Now I do notice that, despite the fact that Blog exposes 9778 and is reachable via its Docker IP, that it is not reachable on its overlay IP:9778. Other containers are. The port is definitely exposed and appears so in Rancher, but for some reason it doesn’t get mapped to the overlay network. Why would a port be reachable at its Docker IP but not at its overlay IP?

Am I doing something wrong here? What else can I try? I was successfully running these containers on a single host with a Dockerized web server, so I’m confused as to why they don’t work on the overlay network.

Thanks.

The balancer will be using the overlay IP to talk to the container, so if you can’t reach 10.42.x.y:9778 from another container then it won’t be able to either. That couple seconds is haproxy trying to reach any of the containers and eventually giving up and returning the 503 response itself.

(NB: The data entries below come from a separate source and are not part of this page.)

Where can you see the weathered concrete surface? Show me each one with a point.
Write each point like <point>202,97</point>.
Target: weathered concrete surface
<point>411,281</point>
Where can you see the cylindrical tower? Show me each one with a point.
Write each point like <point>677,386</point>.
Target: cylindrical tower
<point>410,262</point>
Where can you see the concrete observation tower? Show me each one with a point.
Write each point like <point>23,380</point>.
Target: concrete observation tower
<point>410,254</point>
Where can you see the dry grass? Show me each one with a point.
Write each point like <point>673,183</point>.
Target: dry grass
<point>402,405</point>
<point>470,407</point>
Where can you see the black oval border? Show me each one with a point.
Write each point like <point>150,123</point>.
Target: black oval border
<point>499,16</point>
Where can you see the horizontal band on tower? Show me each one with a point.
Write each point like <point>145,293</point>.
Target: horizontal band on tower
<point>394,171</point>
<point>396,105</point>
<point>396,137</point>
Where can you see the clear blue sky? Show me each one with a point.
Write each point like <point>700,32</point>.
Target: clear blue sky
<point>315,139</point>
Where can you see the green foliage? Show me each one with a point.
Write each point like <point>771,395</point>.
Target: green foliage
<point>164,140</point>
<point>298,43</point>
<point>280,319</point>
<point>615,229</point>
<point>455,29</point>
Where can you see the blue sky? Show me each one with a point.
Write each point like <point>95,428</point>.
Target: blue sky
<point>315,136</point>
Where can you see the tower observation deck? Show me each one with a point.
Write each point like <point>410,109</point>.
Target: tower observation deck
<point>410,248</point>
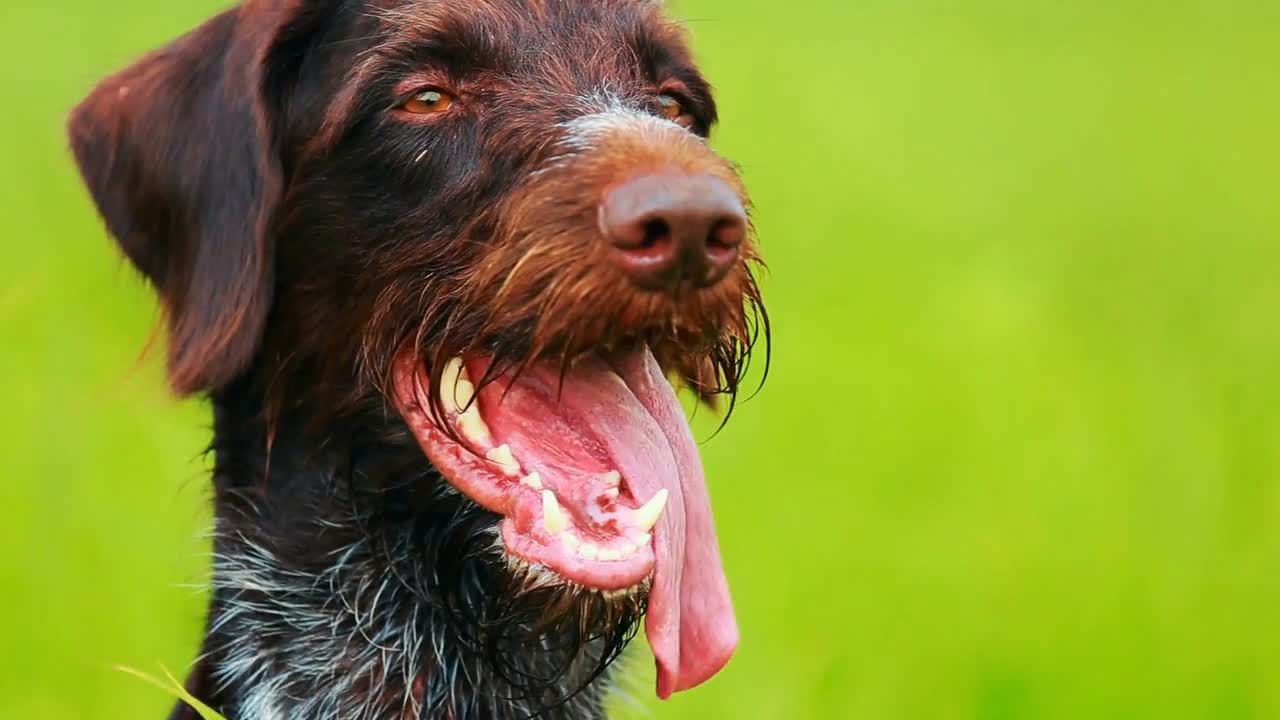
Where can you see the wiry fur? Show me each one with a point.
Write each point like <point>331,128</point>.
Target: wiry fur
<point>305,236</point>
<point>336,595</point>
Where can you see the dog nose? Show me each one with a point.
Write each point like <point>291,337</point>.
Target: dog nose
<point>670,229</point>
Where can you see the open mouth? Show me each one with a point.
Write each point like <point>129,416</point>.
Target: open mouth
<point>598,479</point>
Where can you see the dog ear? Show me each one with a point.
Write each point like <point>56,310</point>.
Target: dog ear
<point>179,153</point>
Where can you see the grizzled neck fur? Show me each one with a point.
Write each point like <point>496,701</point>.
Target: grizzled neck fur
<point>352,582</point>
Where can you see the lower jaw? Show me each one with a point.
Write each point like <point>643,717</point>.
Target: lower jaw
<point>585,531</point>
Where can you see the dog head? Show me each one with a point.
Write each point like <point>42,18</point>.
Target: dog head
<point>499,219</point>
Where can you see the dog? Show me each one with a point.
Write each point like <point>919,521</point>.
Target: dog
<point>439,267</point>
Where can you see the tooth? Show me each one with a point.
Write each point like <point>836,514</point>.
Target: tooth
<point>503,458</point>
<point>453,369</point>
<point>464,393</point>
<point>553,515</point>
<point>648,515</point>
<point>474,427</point>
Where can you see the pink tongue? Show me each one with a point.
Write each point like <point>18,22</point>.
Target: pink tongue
<point>690,625</point>
<point>641,427</point>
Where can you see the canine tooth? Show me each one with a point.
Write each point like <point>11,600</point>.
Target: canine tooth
<point>553,515</point>
<point>503,458</point>
<point>464,393</point>
<point>453,370</point>
<point>474,427</point>
<point>648,515</point>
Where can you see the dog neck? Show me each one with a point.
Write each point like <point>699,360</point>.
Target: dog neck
<point>352,582</point>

So it sounds like that’s the real problem to focus on… How many hosts do you have? Does communication across containers on two different hosts (vs 2 containers that happen to be on the same host) work at all?

Apologies for the delay in responding, had a hell of a week and have only now gotten to this.

My setup is fairly simple–everything runs on a single large dedicated server, partitioned into VMs. The only service running on the server itself and not within a VM is Rancher and an Nginx proxy providing SSL termination.

There are 2 environments, each having a single VPS host. Each VPS has a single public IP assigned, and is running a load balancer. So no communication across hosts is currently occurring.

On the VPS where this is happening, I’m hosting several additional services on the same load balancer. They’re reachable and everything works just fine.

Would it help if I gave one or more of the Rancher developers access to my instance? I have 2 environments set up and a variety of containers running on each without problems. It is only this one stack that is causing these types of issues. So it seems less like user error and more like a subtle interaction gone bad, but I might be wrong. I just don’t know what specific factors to point to were I to file an issue. Failing that, I’d be happy to provide other details that might be helpful. This instance isn’t currently mission critical so sharing its data isn’t currently a problem.

Thanks.

FWIW, figured out the cause, it was the contained app’s fault. It was configured to only bind to the interface indicated by either ‘hostname’ in its configuration, or HOSTNAME in its environment, I hadn’t explicitly set a hostname in the config, and I knew for a fact that by default it bound to 0.0.0.0. But of course Docker sets $HOSTNAME, which told the app to only bind to its 172.17 IP since that’s what Docker’s host resolves to. Naturally this is fine for most Docker deployments and worked fine for years, but when it failed with Rancher I naturally suspected Rancher itself.

Explicitly setting the hostname to 0.0.0.0 seems to have resolved things. Apologies for the false alarm.